View on GitHub

Quorten Blog 1

First blog for all Quorten's blog-like writings

3D scanner notes continued. Okay, after some long and careful thought, I came to some very interesting solutions for the 3D data storage problem.

First of all, let me remind you of the conventional method. The conventional method of 3D data storage is to store a mesh as a list of points and a list of point indices defining the triangles that connect them.

However, I’ve found an alternative method that is not only easier to store via analog means, but also is more intuitive to someone who is not experienced in 3D computer graphics, but is experienced in the current state-of-the-art of “non-technical” or “basic” computer use.

In short, we define a 3D model using a series of 2D images.

The most important 2D images for the definition of the 3D geometry are the depth maps. These are basically 2D images where the color of each pixel defines the distance of a point from the camera, in some sort of way. Note at this point that I am thinking of at least two different ways to define this.

So anyways, you can also store some metadata in addition to that image recording various parameters like focal length, camera position, and camera angle. You see, it is very easy to print out such data, and it may also be possible to perform lossless digital scanning and printing of such data, so it works as both a data storage format and an archival format.

Okay, so here’s how things go. Note that there are many image processing properties that are simplified in the case of spatial geometric data compared to color image data. Let’s start with how to build a mesh from only a single depth map. This is easy. First you start with “edge detection.” An edge is by definition a boundary between two adjacent pixels that exceeds threshold value. With color images, image noise makes this process more complicated, as you may have a logical object with some bright and dark spots in the middle, but with depth maps, that cannot happen. Points have to be spatially adjacent to each other in order for them to define logically part of a continuous surface that is within the measurement resolution of the sensor system, so you can just use simple absolute thresholding here to detect the edges. Once you’ve identified the edges, all other pixels form continuous surfaces and can therefore be connected directly to each other in the 3D polygon mesh.

Then, with enough such images and their positional data, you can lay them all out in a single 3D space and “stich” them together like you would a 2D panorama image. Here, you’ll need to use various algorithms to determine which surfaces to include and exclude, namely when you have conflicting points, you want to choose only the highest quality scan points as the tie-breaker, and then when there are no other tie breakers left, you use conventional tie-breaking mechanisms such as first-scanned point, last-scanned point, blend, or some other user manual intervention. Finally, you can store such parameterization to recreate a series of 2D images that can completely automatically be turned into a single 3D model.

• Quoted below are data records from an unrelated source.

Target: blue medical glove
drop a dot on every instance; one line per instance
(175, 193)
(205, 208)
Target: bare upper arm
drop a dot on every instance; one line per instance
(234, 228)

Cool! And it turns out that with today’s conventional data storage technologies, all of those techniques can be cleanly contained as a mapping reduction within the current state-of-the-art of standardized mass-market storage formats such as PDF and printed paper sources.

Now, you may be thinking, “Yeah, that works and all, but can’t you make a 3D system that uses binocular vision just like the human visual system?” Yes, you can, but you see, we all know that the human visual system is not remotely similar to our photographic technologies and storage systems. You see, the big difference between human memory and photographs are that photographs provide an exact recording of sensor values of the real world, whereas human memory goes through this finicky recording process that may produce erroneous results. The same is true with human binocular vision. With optical binocular vision, you actually don’t know for sure the distance of certain points because the most important step in making such a system work is to guess which points in the left image match with points in the right image. You see, right there, that’s where you are breaking the rules of recording only “known sensor values” from photographic input sources. Furthermore, it is sometimes not possible to extract any depth perception information if the colors are too similar within an image region. So, although such a vision system can work some of the time, it is far from a uncompromised photographic recording of the real world.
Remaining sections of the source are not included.